Capesize rates are very volatile/seasonal and so you can’t get too worked up over the volatility.

The big picture here is two-fold. First, dry bulk rates are going to depend on demand for bulk goods like iron ore, grain, coal, and metals. In this sense, the dry bulk sector actually fits a lot better with the commodity bull market thesis that I have been grappling with.

But dry bulk also has some negatives that come from that same thesis. For one, if China reduces steel production and switches away from dirtier steel production that will hurt iron ore and metallurgical coal imports. For two, over the longer term thermal coal transportation is bound to decline with stiffer carbon limits.

On the other hand, the dry bulk supply situation has not seen any increase in ships (see the above mentioned order book chart). The combination of shipyards that are full and the carbon requirements of new dry bulk vessels make placing new dry bulk orders a bit tricky. Star Bulk described it like this at the Capital Link conference:

The order book has decreased to a record low 5.7 percent of the fleet, with just5.8 million dead weight reported as firm orders between January and April. Upcoming environmental regulations and uncertainty about future propulsion has helped keep new orders under control, while shipyard capacity is quickly filling up with containership and other orders.
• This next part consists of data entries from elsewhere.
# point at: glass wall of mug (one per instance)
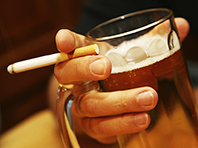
(145, 50)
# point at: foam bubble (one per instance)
(142, 51)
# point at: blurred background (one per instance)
(27, 30)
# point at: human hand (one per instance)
(101, 115)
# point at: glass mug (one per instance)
(145, 50)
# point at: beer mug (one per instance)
(145, 50)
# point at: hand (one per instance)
(101, 115)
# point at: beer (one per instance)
(174, 121)
(145, 50)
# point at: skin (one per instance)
(102, 116)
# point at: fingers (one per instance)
(103, 115)
(84, 68)
(98, 104)
(67, 40)
(182, 27)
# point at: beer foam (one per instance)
(142, 51)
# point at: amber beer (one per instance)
(174, 121)
(144, 50)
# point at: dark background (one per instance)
(27, 29)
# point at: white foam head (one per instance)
(142, 51)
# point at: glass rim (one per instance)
(170, 13)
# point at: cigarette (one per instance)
(48, 60)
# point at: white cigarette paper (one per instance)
(51, 59)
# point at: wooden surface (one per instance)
(37, 131)
(27, 29)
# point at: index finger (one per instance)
(67, 40)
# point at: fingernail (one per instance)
(140, 119)
(98, 67)
(145, 99)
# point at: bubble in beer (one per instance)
(157, 47)
(135, 55)
(116, 59)
(174, 41)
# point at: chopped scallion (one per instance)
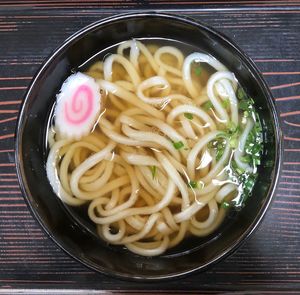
(208, 105)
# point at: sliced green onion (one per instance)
(226, 103)
(241, 94)
(208, 105)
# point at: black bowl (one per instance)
(63, 224)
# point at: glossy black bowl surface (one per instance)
(61, 223)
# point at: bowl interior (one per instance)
(64, 224)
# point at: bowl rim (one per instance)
(270, 102)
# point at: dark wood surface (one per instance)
(269, 31)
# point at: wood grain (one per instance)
(269, 31)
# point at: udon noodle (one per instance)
(175, 145)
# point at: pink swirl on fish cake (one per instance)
(73, 108)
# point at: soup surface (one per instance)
(157, 141)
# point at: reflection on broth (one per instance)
(158, 141)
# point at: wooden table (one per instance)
(269, 31)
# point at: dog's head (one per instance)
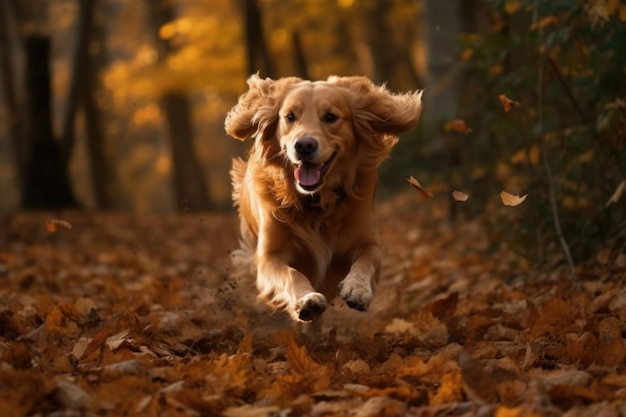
(322, 133)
This is what Golden Ocean said about dry bulk on their last conference call:

It is clear that fleet growth is slowing down dramatically. In fact, we are looking at the lowest fleet growth in 30 years. At the moment, the order book is likely to stay muted. There’s a very limited amount of slots available before 2024. We see increasing prices for the assets, mainly due to steel, but also due to increased demand. And of course, availability of finance and new emissions are also keeping the order book in check.

We have a potential further catalyst as we will see the new IMO 2023 regulations enter into force. It is assessed by some that upwards 80% of the dry bulk fleet is not in compliance with the new regulations, and the easiest and cheapest way to get in compliance is by slow steaming. Therefore, we expect quite a lot of slow steaming from 2023 at a time where we are already seeing very, very few additions to the fleet.
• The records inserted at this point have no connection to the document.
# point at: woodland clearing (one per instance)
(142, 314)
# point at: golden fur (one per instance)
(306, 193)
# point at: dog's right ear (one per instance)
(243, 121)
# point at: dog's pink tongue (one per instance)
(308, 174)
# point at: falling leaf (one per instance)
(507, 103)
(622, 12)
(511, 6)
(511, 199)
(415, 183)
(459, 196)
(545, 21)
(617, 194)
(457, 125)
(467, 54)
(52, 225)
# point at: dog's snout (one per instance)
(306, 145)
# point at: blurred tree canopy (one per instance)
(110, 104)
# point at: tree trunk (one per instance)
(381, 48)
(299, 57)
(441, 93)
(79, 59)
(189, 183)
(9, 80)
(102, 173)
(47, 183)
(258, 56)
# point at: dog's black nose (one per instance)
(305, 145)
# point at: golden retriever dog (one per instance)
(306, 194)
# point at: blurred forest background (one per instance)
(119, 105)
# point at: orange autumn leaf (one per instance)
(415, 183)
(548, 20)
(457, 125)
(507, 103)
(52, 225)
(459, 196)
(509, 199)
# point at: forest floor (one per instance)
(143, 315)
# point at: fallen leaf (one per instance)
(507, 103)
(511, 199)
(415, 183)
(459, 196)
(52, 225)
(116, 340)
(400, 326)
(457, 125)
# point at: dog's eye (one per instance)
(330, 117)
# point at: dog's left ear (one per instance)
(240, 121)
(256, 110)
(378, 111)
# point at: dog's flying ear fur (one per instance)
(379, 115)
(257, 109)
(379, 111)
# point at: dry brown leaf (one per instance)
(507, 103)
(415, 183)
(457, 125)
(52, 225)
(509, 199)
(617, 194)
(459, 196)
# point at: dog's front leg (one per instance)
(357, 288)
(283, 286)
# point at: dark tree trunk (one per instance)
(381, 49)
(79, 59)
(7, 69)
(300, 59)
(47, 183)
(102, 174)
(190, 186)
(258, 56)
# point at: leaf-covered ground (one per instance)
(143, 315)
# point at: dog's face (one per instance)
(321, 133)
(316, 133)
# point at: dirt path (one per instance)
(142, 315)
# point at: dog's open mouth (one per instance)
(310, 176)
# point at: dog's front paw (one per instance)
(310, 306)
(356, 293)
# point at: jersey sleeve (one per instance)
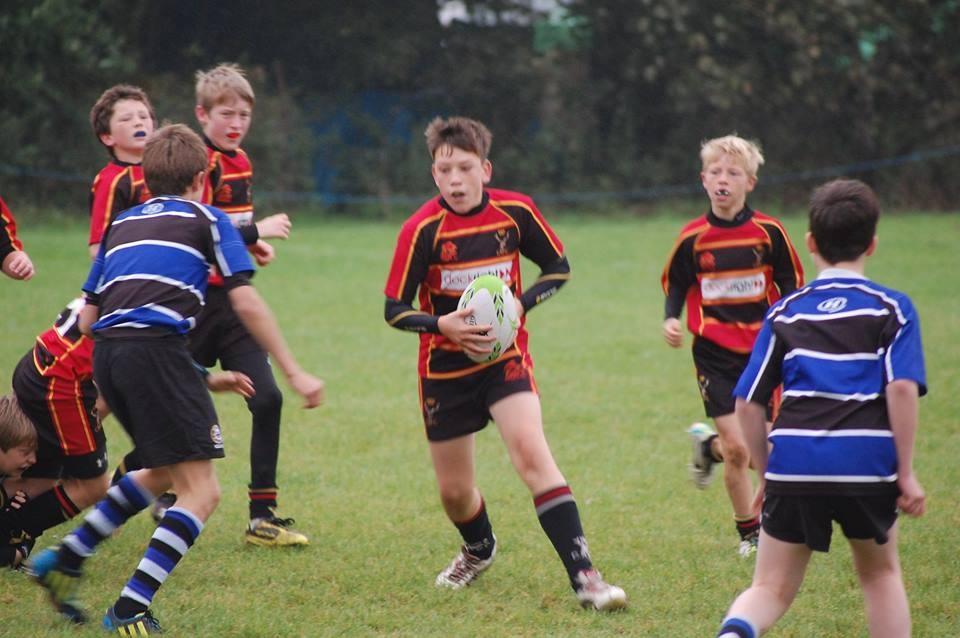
(214, 175)
(538, 242)
(109, 195)
(678, 275)
(94, 277)
(903, 358)
(787, 268)
(764, 371)
(541, 245)
(9, 242)
(229, 252)
(409, 265)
For the next 2 to 3 years, we expect this situation to tighten even further. Demand is simply going to outpace supply until 2024

Finally, Stifel pointed out the following in a piece they did on dry bulk, titled “How High can you Go? Looking at Upside Potential in Dry Bulk Shipping”. They described how until ship owners know what the carbon rules are for their ships, they will be less likely to book new builds of dry bulk carriers than other types of large ships (like containerships and crude oil ships) because retrofitting a dry bulk ship is far harder:

Outfitting a large containership or VLCC with LNG capacity would only increase the cost of the ship by 5-10%, whereas the incremental cost for a Capesize vessel would be an extra 20% and for a Supramax it would be an extra 35%

The other nice thing about dry bulk is that, unlike containerships, there are a number of little shitco-like companies that operate in the sector and that will run up if rates are higher for longer. Grindrod is the one I bought so far, but there are others.

After today I am again cautiously optimistic that this idea is going to work out. But this is shipping so who really knows.